The budget also contains one of the strongest signals yet that the government intends to treat the digital and creative economy as a legitimate economic sector rather than a peripheral activity. In a major relief for content creators, freelancers and start-up entrepreneurs, the proposed FY27 budget offers a series of tax and VAT exemptions aimed at lowering the cost of innovation and digital entrepreneurship.
The finance minister has proposed withdrawing the existing 15% VAT on locally operating start-ups, while also exempting imported services and office or commercial space rentals used by start-up firms from the same tax burden. Significantly, these exemptions will remain in force until June 2035, providing a rare degree of long-term policy certainty for investors and entrepreneurs.
By reducing operating costs and extending policy support over nearly a decade, the government is effectively lowering barriers to entry for thousands of young entrepreneurs, freelancers and digital creators. This is particularly important in Bangladesh, where access to capital remains limited and many start-ups fail during their early years because of high compliance and operational costs.
The VAT exemptions could encourage more businesses to formalise, attract greater private investment into technology and creative ventures, and improve Bangladesh's competitiveness in the regional digital economy. More broadly, the measures acknowledge a fundamental shift in the nature of economic growth.
The budget is relatively systematic in outlining a plan. A feasibility study is to be fast-tracked for a 160-acre, world-class Central Creative Hub in Dhaka's Purbachal under a public-private partnership model, alongside a 10-year investment plan to extend creative hubs to divisional, district and upazila levels through the Shilpakala and Shishu academies. Universities are also set to receive innovation hubs.
As artificial intelligence, digital platforms and remote work reshape global labour markets, future employment opportunities are increasingly emerging in knowledge-intensive and creativity-driven sectors. If complemented by improvements in skills development, intellectual property protection and access to finance, these incentives could help nurture an ecosystem in which Bangladeshi creators, software developers, designers and content producers can compete not only in the domestic market but also internationally.

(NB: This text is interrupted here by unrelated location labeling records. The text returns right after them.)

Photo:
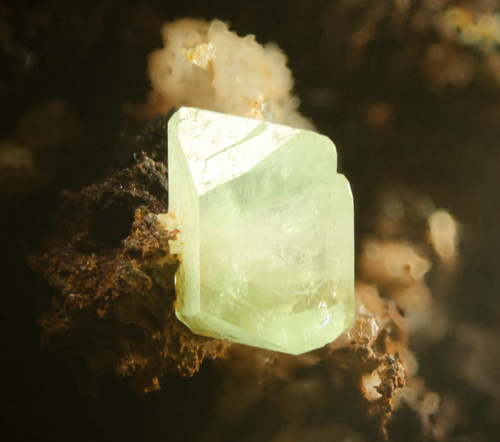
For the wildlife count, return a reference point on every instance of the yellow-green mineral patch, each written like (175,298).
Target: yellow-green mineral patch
(267,225)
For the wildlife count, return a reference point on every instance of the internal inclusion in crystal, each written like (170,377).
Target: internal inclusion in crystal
(267,226)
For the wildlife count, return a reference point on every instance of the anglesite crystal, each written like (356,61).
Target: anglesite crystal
(267,232)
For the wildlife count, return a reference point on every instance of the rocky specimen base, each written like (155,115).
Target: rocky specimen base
(113,274)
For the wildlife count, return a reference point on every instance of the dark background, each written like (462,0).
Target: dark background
(439,141)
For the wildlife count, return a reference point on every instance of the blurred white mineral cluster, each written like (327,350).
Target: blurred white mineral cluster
(205,65)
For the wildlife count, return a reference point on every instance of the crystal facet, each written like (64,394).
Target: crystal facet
(267,231)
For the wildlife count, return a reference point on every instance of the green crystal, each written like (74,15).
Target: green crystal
(267,227)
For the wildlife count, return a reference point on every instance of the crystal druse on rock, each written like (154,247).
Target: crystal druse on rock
(267,232)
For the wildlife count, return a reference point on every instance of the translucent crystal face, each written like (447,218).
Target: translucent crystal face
(267,224)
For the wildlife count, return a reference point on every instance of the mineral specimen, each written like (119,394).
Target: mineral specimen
(267,227)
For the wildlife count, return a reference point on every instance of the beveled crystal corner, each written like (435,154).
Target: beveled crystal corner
(267,226)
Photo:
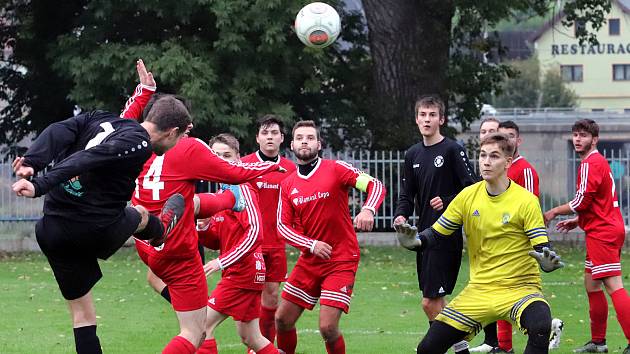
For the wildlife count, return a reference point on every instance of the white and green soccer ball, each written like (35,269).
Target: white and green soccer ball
(317,25)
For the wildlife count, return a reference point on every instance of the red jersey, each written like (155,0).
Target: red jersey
(176,172)
(268,187)
(315,208)
(596,200)
(524,174)
(240,238)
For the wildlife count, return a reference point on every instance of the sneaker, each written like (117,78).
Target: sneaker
(591,347)
(483,348)
(556,332)
(239,204)
(171,214)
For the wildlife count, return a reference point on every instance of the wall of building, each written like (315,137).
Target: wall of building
(557,46)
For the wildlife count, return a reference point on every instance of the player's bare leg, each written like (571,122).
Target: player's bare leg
(213,319)
(286,316)
(83,315)
(433,306)
(329,328)
(269,302)
(252,338)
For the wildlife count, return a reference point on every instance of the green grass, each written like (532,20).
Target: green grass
(385,315)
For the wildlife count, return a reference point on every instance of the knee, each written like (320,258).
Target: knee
(330,331)
(283,323)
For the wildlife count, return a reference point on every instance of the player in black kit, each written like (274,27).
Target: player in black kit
(97,157)
(435,171)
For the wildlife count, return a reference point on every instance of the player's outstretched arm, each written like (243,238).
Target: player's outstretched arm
(142,94)
(548,259)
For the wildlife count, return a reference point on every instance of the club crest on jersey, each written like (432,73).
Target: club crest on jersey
(318,195)
(438,161)
(266,185)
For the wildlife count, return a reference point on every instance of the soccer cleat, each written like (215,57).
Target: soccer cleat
(591,347)
(483,348)
(556,332)
(239,200)
(172,212)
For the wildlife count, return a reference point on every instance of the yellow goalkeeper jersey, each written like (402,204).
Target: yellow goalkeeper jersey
(500,231)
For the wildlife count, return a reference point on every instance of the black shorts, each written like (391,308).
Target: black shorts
(73,248)
(438,267)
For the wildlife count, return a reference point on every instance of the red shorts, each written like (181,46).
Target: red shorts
(330,282)
(185,278)
(276,265)
(241,304)
(603,258)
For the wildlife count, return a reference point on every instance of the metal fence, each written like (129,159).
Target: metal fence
(557,180)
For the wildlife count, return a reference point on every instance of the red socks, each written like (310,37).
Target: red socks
(268,323)
(269,349)
(504,334)
(209,346)
(598,311)
(287,341)
(179,345)
(621,302)
(212,203)
(336,347)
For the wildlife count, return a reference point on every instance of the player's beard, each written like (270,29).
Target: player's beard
(306,156)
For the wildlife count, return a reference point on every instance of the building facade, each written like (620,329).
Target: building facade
(599,74)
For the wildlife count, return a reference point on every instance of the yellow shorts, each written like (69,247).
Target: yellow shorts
(478,305)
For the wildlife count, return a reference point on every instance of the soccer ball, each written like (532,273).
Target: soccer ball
(317,25)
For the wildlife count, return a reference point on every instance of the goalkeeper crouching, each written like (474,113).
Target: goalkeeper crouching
(507,244)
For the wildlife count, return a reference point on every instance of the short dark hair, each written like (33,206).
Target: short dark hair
(587,125)
(227,139)
(504,142)
(305,123)
(430,101)
(167,111)
(268,120)
(508,124)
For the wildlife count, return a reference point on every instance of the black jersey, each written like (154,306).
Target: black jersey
(440,170)
(97,157)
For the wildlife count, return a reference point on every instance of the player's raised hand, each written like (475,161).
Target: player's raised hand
(24,188)
(322,250)
(436,203)
(364,221)
(407,236)
(20,170)
(211,267)
(567,225)
(146,77)
(548,259)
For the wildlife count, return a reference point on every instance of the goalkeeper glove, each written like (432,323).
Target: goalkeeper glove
(408,236)
(548,259)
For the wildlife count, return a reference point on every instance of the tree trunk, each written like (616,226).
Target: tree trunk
(409,43)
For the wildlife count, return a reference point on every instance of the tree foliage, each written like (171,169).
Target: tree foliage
(238,59)
(234,60)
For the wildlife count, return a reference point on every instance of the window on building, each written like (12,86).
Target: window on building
(580,27)
(571,73)
(621,72)
(613,27)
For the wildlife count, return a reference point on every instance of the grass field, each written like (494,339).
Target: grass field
(385,316)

More importantly, the budget reflects a broader shift in policy thinking — recognising that future economic growth may come as much from ideas, digital products and intellectual property as from traditional industries.
Where the plan is thin
Yet enthusiasm should be tempered by arithmetic. At current GDP levels, a target of 1.5% implies a sector worth roughly Tk82,500 crore — nearly nine times today's output, with the goalpost receding as the economy grows. Against that destination, Tk800 crore is seed money: less than one-tenth of 1% of the national budget.

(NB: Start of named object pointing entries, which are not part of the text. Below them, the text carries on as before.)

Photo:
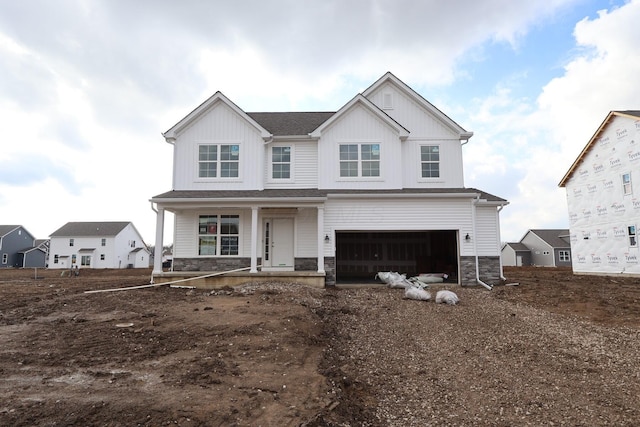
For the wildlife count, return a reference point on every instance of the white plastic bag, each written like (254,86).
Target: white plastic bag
(393,279)
(412,292)
(447,297)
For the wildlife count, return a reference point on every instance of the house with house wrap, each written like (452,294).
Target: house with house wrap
(327,197)
(107,244)
(603,198)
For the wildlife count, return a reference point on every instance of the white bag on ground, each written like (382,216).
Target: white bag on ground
(411,292)
(393,279)
(446,297)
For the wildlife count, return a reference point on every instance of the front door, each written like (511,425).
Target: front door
(278,244)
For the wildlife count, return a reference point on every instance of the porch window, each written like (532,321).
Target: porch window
(218,160)
(359,160)
(281,162)
(430,161)
(626,184)
(218,235)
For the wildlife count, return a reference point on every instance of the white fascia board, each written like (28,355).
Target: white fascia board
(403,196)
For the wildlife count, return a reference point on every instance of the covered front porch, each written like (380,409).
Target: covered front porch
(265,236)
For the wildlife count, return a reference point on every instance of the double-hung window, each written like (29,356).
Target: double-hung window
(281,162)
(626,184)
(218,160)
(359,160)
(218,235)
(430,161)
(633,238)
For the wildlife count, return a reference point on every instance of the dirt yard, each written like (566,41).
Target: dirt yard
(557,349)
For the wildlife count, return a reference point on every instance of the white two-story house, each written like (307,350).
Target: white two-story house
(375,186)
(603,199)
(116,244)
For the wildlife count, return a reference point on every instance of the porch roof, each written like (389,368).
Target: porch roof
(313,194)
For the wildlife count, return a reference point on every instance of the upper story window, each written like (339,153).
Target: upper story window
(430,161)
(281,162)
(218,235)
(359,160)
(218,160)
(626,183)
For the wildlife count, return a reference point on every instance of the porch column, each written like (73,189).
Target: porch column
(254,239)
(157,255)
(321,241)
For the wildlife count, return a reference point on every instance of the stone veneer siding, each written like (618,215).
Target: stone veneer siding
(489,270)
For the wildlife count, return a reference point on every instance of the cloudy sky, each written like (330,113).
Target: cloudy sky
(87,87)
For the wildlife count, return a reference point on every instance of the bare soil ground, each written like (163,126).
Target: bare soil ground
(556,349)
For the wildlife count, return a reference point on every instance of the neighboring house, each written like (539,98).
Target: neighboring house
(548,248)
(35,256)
(376,186)
(18,248)
(603,197)
(98,245)
(515,254)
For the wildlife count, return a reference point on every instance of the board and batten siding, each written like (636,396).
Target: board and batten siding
(360,126)
(413,116)
(219,125)
(487,231)
(398,215)
(304,165)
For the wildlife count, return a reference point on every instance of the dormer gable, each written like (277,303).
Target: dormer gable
(361,101)
(207,106)
(386,102)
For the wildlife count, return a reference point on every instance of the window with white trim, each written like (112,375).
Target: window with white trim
(218,160)
(430,161)
(218,235)
(633,238)
(359,160)
(281,162)
(626,184)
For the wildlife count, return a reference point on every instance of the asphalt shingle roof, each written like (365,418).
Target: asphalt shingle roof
(90,229)
(283,124)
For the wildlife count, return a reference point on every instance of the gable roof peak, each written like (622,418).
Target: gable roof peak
(171,134)
(389,77)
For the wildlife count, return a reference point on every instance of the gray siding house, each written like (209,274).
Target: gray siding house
(18,248)
(541,247)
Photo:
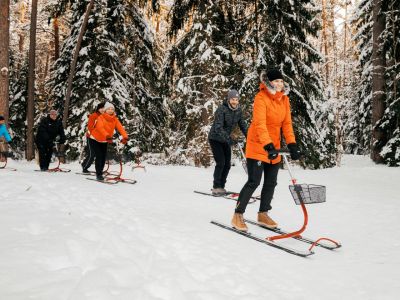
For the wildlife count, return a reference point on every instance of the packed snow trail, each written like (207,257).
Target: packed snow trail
(63,237)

The deeper gap is structural. The industry remains profoundly informal — with no pensions, little professional protection, and perhaps only 5% of musicians able to treat their craft as a full-time profession. The rest are pushed into second jobs or out of the field altogether. Intellectual property is the core asset class of this economy, yet Bangladesh's IP enforcement remains notoriously weak.

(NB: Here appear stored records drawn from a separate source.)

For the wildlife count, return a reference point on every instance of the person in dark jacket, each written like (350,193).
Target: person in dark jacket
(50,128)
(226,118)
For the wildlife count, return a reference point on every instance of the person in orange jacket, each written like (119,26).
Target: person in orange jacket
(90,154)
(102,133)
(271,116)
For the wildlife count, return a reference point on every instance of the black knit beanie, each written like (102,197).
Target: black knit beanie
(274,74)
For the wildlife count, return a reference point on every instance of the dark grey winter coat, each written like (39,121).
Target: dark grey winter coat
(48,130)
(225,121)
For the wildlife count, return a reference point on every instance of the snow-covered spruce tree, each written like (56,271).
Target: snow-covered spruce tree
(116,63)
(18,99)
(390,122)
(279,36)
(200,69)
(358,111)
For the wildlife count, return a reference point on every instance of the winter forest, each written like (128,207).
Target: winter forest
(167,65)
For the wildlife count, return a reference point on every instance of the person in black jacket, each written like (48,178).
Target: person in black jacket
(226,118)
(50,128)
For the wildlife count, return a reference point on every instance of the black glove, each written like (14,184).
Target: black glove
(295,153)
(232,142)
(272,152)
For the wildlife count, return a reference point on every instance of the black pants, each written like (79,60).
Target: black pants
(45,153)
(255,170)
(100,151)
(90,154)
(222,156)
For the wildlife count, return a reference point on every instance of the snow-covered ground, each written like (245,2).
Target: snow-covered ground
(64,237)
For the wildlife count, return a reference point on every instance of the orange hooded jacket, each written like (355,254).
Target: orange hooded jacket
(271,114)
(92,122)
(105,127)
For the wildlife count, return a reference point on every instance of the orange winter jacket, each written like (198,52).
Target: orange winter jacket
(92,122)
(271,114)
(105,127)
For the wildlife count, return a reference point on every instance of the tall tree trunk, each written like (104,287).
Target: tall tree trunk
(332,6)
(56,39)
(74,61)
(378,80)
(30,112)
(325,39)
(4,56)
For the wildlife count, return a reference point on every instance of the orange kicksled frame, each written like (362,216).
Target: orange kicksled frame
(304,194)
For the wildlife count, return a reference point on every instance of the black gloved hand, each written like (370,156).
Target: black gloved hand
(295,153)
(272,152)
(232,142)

Nor is there, as yet, a task force or a published national strategy. India's school labs arrived after four years of task-force preparation. The "master plan" referenced by the finance minister must become a public, costed and time-bound document. Otherwise, the list of hubs risks meeting the familiar fate of ADP projects parked under ministries that have been underfunded for decades and are not renowned for execution.
For the first time in its history, Bangladesh's orange economy has a dedicated place in the national budget. Judged as an initial response to the sector's potential, this budget is directionally correct, fiscally cautious and institutionally incomplete.
Whether it evolves into a genuine growth industry will depend on implementation and the effective execution of these new ideas.
Shadique Mahbub Islam is a journalist.